Chris Bryant (chair of the standards committee and MP for Rhondda) 

This week’s appalling parliamentary shenanigans prove the saying about bad apples. As Benjamin Franklin put it, “the rotten apple spoils his companions”. That’s exactly what happened with Owen Paterson.

Nobody doubts that what he did was wrong. He took more than £9,000 a month – more in a year than the average cost of a house in the Rhondda – to lobby on behalf of Randox and Lynn’s Foods. Dozens of Tory MPs – including some of his closest friends – told me that my committee’s report was crystal clear and he was caught “bang to rights”.

Yet 250 MPs voted for a motion that would suspend judgment on the matter. Let’s leave aside for a moment the fact that the motion changed the rules in the middle of a disciplinary process, which is surely the polar opposite of due process and natural justice – and that it did so for a named individual (ditto).

Let’s focus on the bullying and determination with which the government machine set about trying to give Paterson a “get out of jail free” card. For months, they lobbied anyone they could find. They spread noxious rumours about members of the committee. They tried to get the speaker to block the publication of our report. They endlessly misrepresented the process, claiming that witnesses statements were ignored (they weren’t), that Paterson was denied a fair hearing (he wasn’t), that the commissioner decides the sanction (she doesn’t), and that there was no appeal (there was). They lobbied individual members of the committee – which is itself a breach of the rules of the House, which can lead to a suspension.

Apparently some Conservative WhatsApp groups are full of libellous comments about the commissioner, who has been repeatedly and viciously calumniated in the press. I have worked closely with some of these MPs. A tiny part of me even admires their loyalty to their friend and political ally. But I say this to them: your friendship has blinded you to the truth.
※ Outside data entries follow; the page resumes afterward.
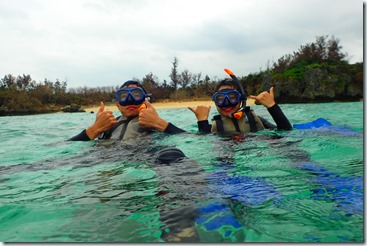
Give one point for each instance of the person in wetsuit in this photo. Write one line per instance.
(228, 101)
(134, 120)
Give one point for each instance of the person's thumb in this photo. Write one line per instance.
(101, 109)
(147, 103)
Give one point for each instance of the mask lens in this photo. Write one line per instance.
(123, 95)
(219, 98)
(233, 97)
(137, 94)
(226, 98)
(130, 96)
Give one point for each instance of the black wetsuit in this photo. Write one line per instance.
(282, 123)
(126, 124)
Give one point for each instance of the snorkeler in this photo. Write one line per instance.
(234, 116)
(138, 117)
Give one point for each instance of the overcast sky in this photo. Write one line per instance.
(106, 42)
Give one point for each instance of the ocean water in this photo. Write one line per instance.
(271, 186)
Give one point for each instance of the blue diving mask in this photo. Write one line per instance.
(226, 98)
(130, 96)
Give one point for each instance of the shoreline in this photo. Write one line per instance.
(165, 105)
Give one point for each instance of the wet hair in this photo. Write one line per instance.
(132, 82)
(228, 82)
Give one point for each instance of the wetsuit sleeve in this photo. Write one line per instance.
(80, 137)
(204, 126)
(279, 118)
(172, 129)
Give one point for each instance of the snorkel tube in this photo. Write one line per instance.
(238, 114)
(245, 110)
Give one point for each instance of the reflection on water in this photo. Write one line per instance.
(298, 186)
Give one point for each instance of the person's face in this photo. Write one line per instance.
(227, 111)
(129, 110)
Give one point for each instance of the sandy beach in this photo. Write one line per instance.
(166, 105)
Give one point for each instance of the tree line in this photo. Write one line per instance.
(312, 64)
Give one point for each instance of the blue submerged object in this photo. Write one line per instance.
(346, 191)
(324, 126)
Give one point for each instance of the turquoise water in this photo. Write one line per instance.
(298, 186)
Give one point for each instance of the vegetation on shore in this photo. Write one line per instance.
(317, 72)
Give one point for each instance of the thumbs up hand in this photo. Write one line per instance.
(104, 121)
(149, 118)
(265, 98)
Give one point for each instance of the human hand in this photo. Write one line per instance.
(201, 112)
(149, 118)
(265, 98)
(104, 121)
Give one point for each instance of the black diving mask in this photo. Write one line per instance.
(130, 96)
(226, 98)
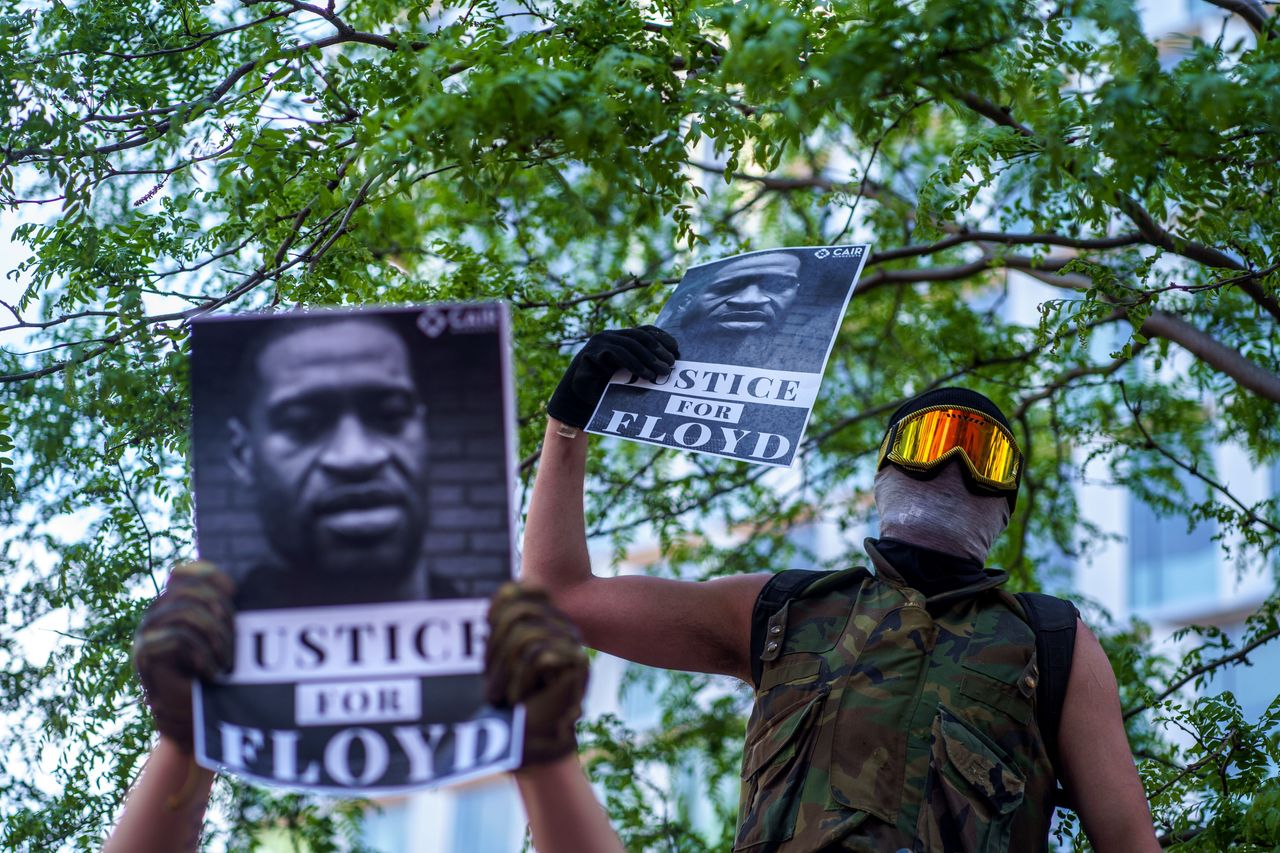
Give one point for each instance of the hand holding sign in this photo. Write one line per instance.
(645, 351)
(187, 633)
(535, 657)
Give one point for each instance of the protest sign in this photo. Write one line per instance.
(754, 334)
(352, 474)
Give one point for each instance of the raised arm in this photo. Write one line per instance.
(673, 624)
(187, 633)
(1097, 765)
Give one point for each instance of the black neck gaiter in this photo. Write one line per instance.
(928, 570)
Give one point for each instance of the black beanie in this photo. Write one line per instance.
(954, 396)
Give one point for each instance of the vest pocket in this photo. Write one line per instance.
(972, 792)
(775, 766)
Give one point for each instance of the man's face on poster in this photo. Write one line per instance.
(333, 443)
(745, 296)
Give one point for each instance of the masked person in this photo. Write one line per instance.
(914, 707)
(533, 657)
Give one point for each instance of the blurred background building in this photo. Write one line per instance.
(1144, 565)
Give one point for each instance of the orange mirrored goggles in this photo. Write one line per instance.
(926, 438)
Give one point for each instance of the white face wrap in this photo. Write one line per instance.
(938, 514)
In the eyes of the public, this may have damaged the whole of parliament and not just the Tories who voted for the nonsensical. I tried to warn the house that the government was leading us into a quagmire. Some brave Conservative souls warned the prime minister. But he doubled down and dragooned his MPs through the lobbies, spoiling 250 MPs with the Paterson rottenness and tarnishing parliament.

Even after Paterson resigned, again preposterously claiming his innocence, Downing Street refuses to rule out the idea that he has been or may be offered a peerage. Clearly that would be appalling.

What needs to happen next? The bare minimum is that the Commons rescinds Wednesday’s motion and approve the standards committee’s report on Paterson. That may seem unnecessary. Paterson is no longer an MP, so the House can’t sanction him any longer. When Denis McShane resigned after an adverse committee finding in 2012, that report was never put to the house. But in this case the house has considered the report – and parked it in an ambiguous layby.

The Commons must now declare beyond doubt that Paterson’s conduct was corrupt and unacceptable and abandon the ad hoc committee the government wanted to set up under John Whittingdale. I hope that can happen on Tuesday. The prime minister has to admit that he got it badly wrong and call off the troops, who still seem intent on attacking the commissioner. Jacob “grand old duke of York” Rees-Mogg needs to apologise for the damage he has done to parliament’s reputation. Otherwise what remains of his reputation will never recover.

As for the standards system, my guess is that voters want more independence, not less. We have few enough checks and balances in the British political system as it is. The standards committee has been looking at proposals and will produce a report on possible changes before Christmas. The house can consider them in the new year. But above all everyone needs to respect the rule of law and the independent process.